Но мы убедительнейше просим г-на Сазонова поторопиться успокоить и Грецию, и Сербию относительно наших намерений и настоять на прекращении концентрации их войск и вообще тех их действий, которые могут иметь роковые для всех балканских народов последствия.

Гешов.

Прибавлю здесь же, что через месяц после отправки этой телеграммы мы согласились, по совету г-на Сазонова, на то, чтобы я встретился с г-ном Пашичем. Эта встреча состоялась 19 мая. Я прежде всего настаивал на обнародовании наших соглашений с сербами, чтобы просветить общественное мнение в Сербии, введенное в заблуждение нарочно распространяемыми, заведомо неверными сведениями. Сербия отказалась выполнить это мое желание. О пересмотре договора при встрече не было сказано ни слова. По вопросу об этом пересмотре [392] Болгария ответила нотой от 5-го и меморандумом от 12 июня, часть коего помещена в конце настоящей книги. А вот и русские и румынские документы, о которых я говорил выше и которые я взял из русской Оранжевой Книги (№ 131, 135, 140, 141, 148, 160, 161, 163, 166, 181, 233, 235, 241 и 253) и из румынской Зеленой Книги (№ 107, 116, 130, 134 и 137).

Министр иностранных дел

посланнику в Белграде

С.-Петербург, 3 декабря 1912 г.

В беседе с нашим послом в Париже г-н Новакович сказал, что в случае отказа от приобретения в суверенное обладание адриатического порта Сербия принуждена будет искать компенсаций за пределами границы, установленной болгаро-сербским договором. С другой стороны, последние сведения свидетельствуют о значительной перемене тона в турецких уполномоченных, указывающей на опасность несговорчивости с их стороны.

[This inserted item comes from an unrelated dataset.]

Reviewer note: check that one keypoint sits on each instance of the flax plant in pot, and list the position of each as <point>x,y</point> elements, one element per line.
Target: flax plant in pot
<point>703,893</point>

На наш взгляд, жизненные интересы Сербии и всех союзников требуют скорейшего заключения мира с Турцией.

Одинаково важно сохранение полного единогласия Сербии с Болгарией; возможность нарушения с таким трудом достигнутого между обоими государствами разграничения не может встретить с нашей стороны ни сочувствия, ни поддержки.

Мы полагаем в интересах союзников вообще не поднимать вопросов о взаимном размежевании, пока не решен главный вопрос в связи с переговорами в Лондоне.

(Подп.) Сазонов. [393]

* * *
Министр иностранных дел

посланнику в Белграде.

С.-Петербург, 25 февраля 1913 г.

Ссылаюсь на телеграмму посланника в Софии 23 февраля.

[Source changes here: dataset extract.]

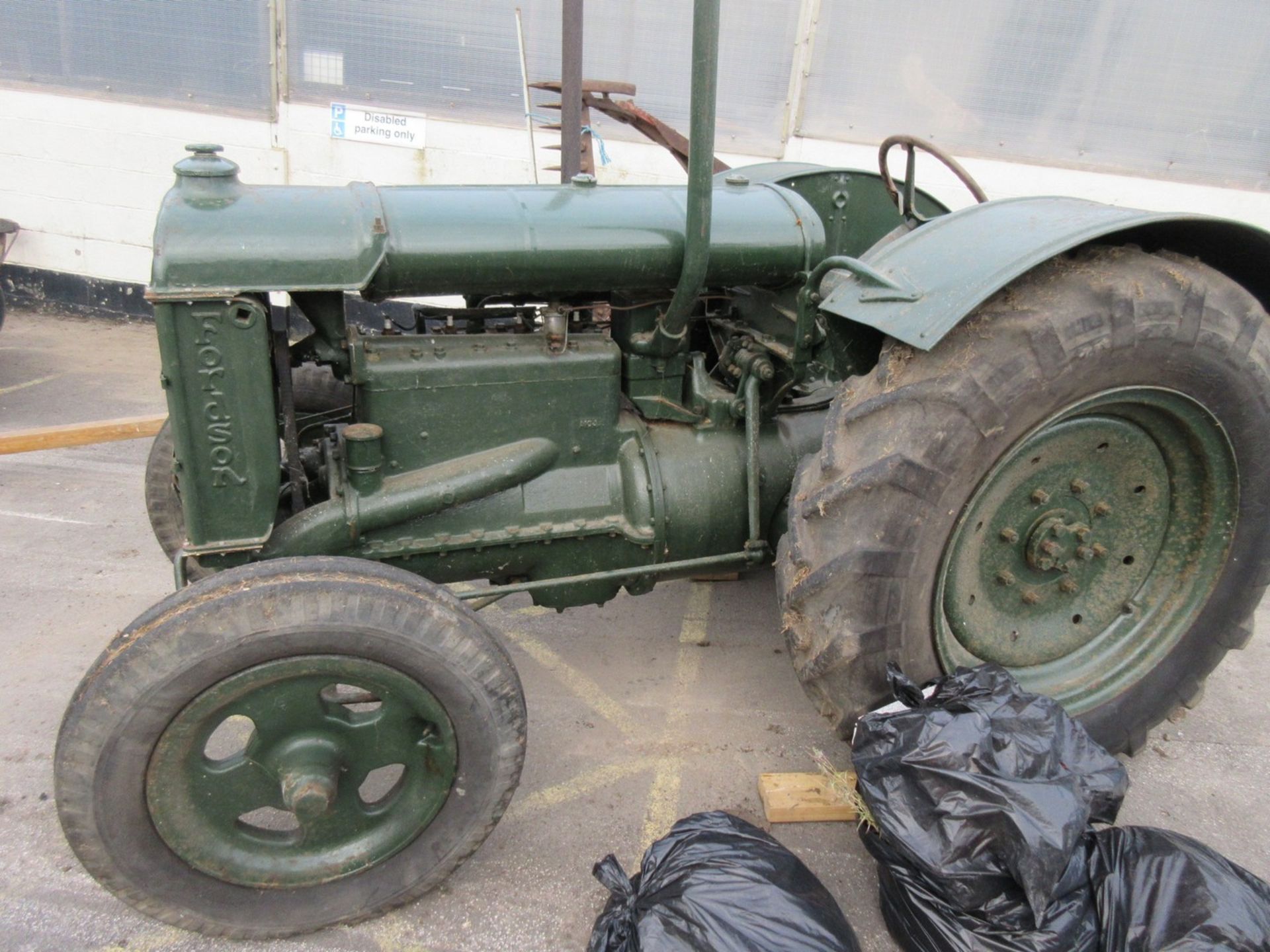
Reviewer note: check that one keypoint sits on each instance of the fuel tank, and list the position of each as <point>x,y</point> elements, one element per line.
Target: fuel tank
<point>218,237</point>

Не можем не пожалеть о том, что, не дожидаясь заключения мира, сербское правительство возбудило вопрос, постановке коего отнюдь не можем сочувствовать, ибо он противоречит принятым на себя сербским правительством обязательствам.

(Подп.) Сазонов.

* * *
Министр иностранных дел

посланникам в Белграде и Афинах

С.-Петербург, 4 апреля 1913 г.

По поручению софийского кабинета, здешний болгарский посланник обратил наше внимание на опасные течения, угрожающие прочности Балканского Союза. Так, недавно сербский министр финансов указал на необходимость дополнительных кредитов на военные нужды по заключении мира до окончательного размежевания новых территорий между союзниками. Сербские и греческие войска усиливаются в направлении к расположению болгарских войск. С другой стороны, между Сербией и Грецией происходят, по-видимому, особые переговоры и настойчиво распространяется слух о союзе между этими двумя державами.

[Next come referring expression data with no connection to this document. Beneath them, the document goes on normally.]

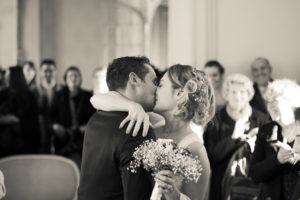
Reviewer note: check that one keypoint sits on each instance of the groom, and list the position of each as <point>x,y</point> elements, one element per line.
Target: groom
<point>107,151</point>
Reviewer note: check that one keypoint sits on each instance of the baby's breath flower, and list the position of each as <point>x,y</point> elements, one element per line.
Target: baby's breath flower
<point>165,154</point>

Благоволите представить министру иностранных дел, насколько опасны и прискорбны все эти меры, клонящиеся к подорванию Балканского Союза.

(Подп.) Сазонов. [394]

* * *
Посланник в Софии.

6 апреля 1913 г.

Вражда между болгарами, с одной стороны, и греками и сербами, с другой, принимает угрожающие размеры. Сербы укрепляются в Битолии и стягивают войска к Велесу. Греки посылают подкрепления к Нигрите и в иные места. Болгарские газеты, особенно оппозиционные, полны обвинений и нападок на союзников; в публике открыто говорят о неминуемом столкновении и высказывают уверенность, что болгары в несколько дней сметут союзников и займут Салоники и южную Македонию. Болгарская главная квартира принимает все меры на случай братоубийственной войны.

(Подп.) Неклюдов.

* * *
Министр иностранных дел

посланникам в Софии и Белграде.

С.-Петербург, 17 апреля 1913 г.

Обостряющиеся с каждым днем отношения между Болгарией и Сербией внушают нам самые серьезные опасения.

Россия, приложившая все усилия к примирению Болгарии и Сербии, с радостью следившая за их успехами, которые, она надеялась, должны были послужить лишь к более тесному сплочению Балканского Союза, присутствует с болью в сердце при перемене между ними отношений, грозящей разгромом достигнутых результатов руками самих союзников, к явному торжеству их общих врагов, которые доселе были бессильны в стремлении посеять раздор между ними. [395]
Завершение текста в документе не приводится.